Decision-makers need researchers’ input on societal issues.
Megan Evans got a crash course in science policy in 2011. As a research assistant at the University of Queensland in Brisbane, she joined a project helping the Australian government to develop a tool to compensate for the environmental effects of commercial land development and other activities. If a protected species might be harmed, for example, the ‘biodiversity offset’ tool would help the government to determine how much extra habitat to set aside. Evans loved the project’s applied nature.
Many early-career researchers are drawn to the intersection of science and policy, says Evans, now an honorary research fellow at the Centre for Policy Futures at the University of Queensland. But it can be hard to know where to start, she says. And there can be career penalties for junior scientists. Policy-based work can be time-consuming and hard to fund, and helping to shape a law or management plan might not look as good on a tenure application as do high-profile publications. All scientists must also cope with the political realities of helping to translate scientific evidence — replete with uncertainties — into clear-cut laws and regulations. Because of this, many say, science can underpin good policy, but rarely defines it.
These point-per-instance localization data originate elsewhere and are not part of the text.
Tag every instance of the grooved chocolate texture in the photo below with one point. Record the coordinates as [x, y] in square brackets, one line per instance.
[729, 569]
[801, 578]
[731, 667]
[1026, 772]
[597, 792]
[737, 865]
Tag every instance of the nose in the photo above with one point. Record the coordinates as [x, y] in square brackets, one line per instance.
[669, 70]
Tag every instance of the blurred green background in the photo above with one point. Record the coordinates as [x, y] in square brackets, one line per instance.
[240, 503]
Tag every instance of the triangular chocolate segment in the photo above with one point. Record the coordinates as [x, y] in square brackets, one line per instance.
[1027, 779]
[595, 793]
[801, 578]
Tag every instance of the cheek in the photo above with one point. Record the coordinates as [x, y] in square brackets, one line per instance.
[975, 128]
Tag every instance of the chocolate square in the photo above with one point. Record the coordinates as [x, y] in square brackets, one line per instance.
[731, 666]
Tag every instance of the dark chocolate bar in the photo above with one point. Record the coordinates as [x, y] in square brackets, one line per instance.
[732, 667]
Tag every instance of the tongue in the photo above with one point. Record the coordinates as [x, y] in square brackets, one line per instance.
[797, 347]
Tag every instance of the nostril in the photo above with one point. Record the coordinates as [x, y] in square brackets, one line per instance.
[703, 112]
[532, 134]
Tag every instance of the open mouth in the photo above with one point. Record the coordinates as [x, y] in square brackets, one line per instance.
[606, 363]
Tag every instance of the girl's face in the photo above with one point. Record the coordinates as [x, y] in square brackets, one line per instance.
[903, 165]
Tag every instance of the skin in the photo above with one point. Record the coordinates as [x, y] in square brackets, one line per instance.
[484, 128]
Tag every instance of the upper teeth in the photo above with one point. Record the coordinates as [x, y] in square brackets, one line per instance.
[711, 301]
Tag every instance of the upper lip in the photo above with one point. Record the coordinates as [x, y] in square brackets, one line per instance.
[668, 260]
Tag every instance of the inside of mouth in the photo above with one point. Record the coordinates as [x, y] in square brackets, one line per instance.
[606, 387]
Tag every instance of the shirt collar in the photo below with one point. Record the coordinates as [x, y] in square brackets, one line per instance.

Even so, engaging in policy has never been more important, says Tateo Arimoto, a science-policy expert at the National Graduate Institute for Policy Studies in Tokyo. Society and the world are changing rapidly, he says, and policymakers need scientific evidence to guide decisions on issues from climate change to artificial intelligence. “The mission of modern science is not only creating new knowledge,” he says, but “using scientific knowledge to address social issues”.